Disclaimer: Besides yourself, the party that has the most invested in your purchase is, of course, your lender. References below are based on the normal course of business for a real estate broker and do not include the dictates of the lender. Many lenders ask for a copy of the disclosure but, to date, most don’t ask for the home inspection. A North Carolina purchase contract provides for a due diligence period for the buyer. I’ve outlined what the due diligence period is in previous blogs but here is a brief recap: The buyer can walk away for any reason or no reason at all during the due diligence period. This time period is negotiable between the buyer and the seller and is a limited number of days. Within this agreed-upon timeframe, the buyer should get all inspections complete, negotiate for any repairs or concessions from the seller, obtain financing, and investigate everything related to the home and community. 

Let’s discuss the inspection process. Unless dictated by the lender, there is not generally a “passed inspection” controlling clause. Because you can walk away for any reason or no reason at all, your requests are based on negotiation of either repairs or financial concessions from the seller. Certain types of loans have certain requirements, (which you’d need to address with your lender), but in general, the buyer decides what is non-negotiable. 

Let’s say the inspection reveals multiple electrical deficiencies and the inspector concludes a particular electrical system has failed his tests. This provides more information for you, the buyer, but it doesn’t control the process beyond what you wish. You may ask the seller, via your agent, to have a licensed electrician make all electrical repairs and for work to be completed prior to closing. The seller may agree to this. At the end of the repair process, (but before the expiration of due diligence), the seller will provide an invoice completed by the electrician confirming the repairs made. On the other hand, the seller may not be agreeable. He may not believe it’s necessary or he may be unwilling to make the repairs even if he doesn’t disagree with the inspector’s findings. Hopefully, the seller’s agent will persuade the seller to employ a reputable, licensed electrician to make the repairs. Now that the electrical issues have been discovered, the agent has a disclosure issue, and the problems aren’t going away. If the seller won’t concede, the decision of going forward or not is entirely up to the buyer based on his own review of information. The buyer may consult with an electrician, get an estimate for repairs, and receive advice based on the findings. Ultimately, the buyer decides based on the professional advice he has obtained. There is no outside governance requiring a “pass” or “fail” review. 
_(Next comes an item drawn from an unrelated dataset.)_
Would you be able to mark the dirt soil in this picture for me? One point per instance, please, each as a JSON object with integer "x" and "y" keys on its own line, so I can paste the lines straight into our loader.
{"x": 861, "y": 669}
These conversations bring up a couple of important items: seller market vs buyer market, disclosure, and lender input for needed repairs. All are discussions which we will address on another day. However, using the electrical scenario as a reference, my advice to a buyer would be to not move forward without consulting with a professional and acquiring a more specialized inspection. My advice to a seller would be to make the specified repairs as the agent for the seller now has a disclosure obligation (again, this is an important conversation for another day). After consulting with a professional, (in this case, a licensed electrician), the buyer must decide if the purchase is worth it considering everything gleaned during the due diligence period, such as the cost of repairs, the purchase price, and the overall good feeling the buyer has based on thorough research of the property.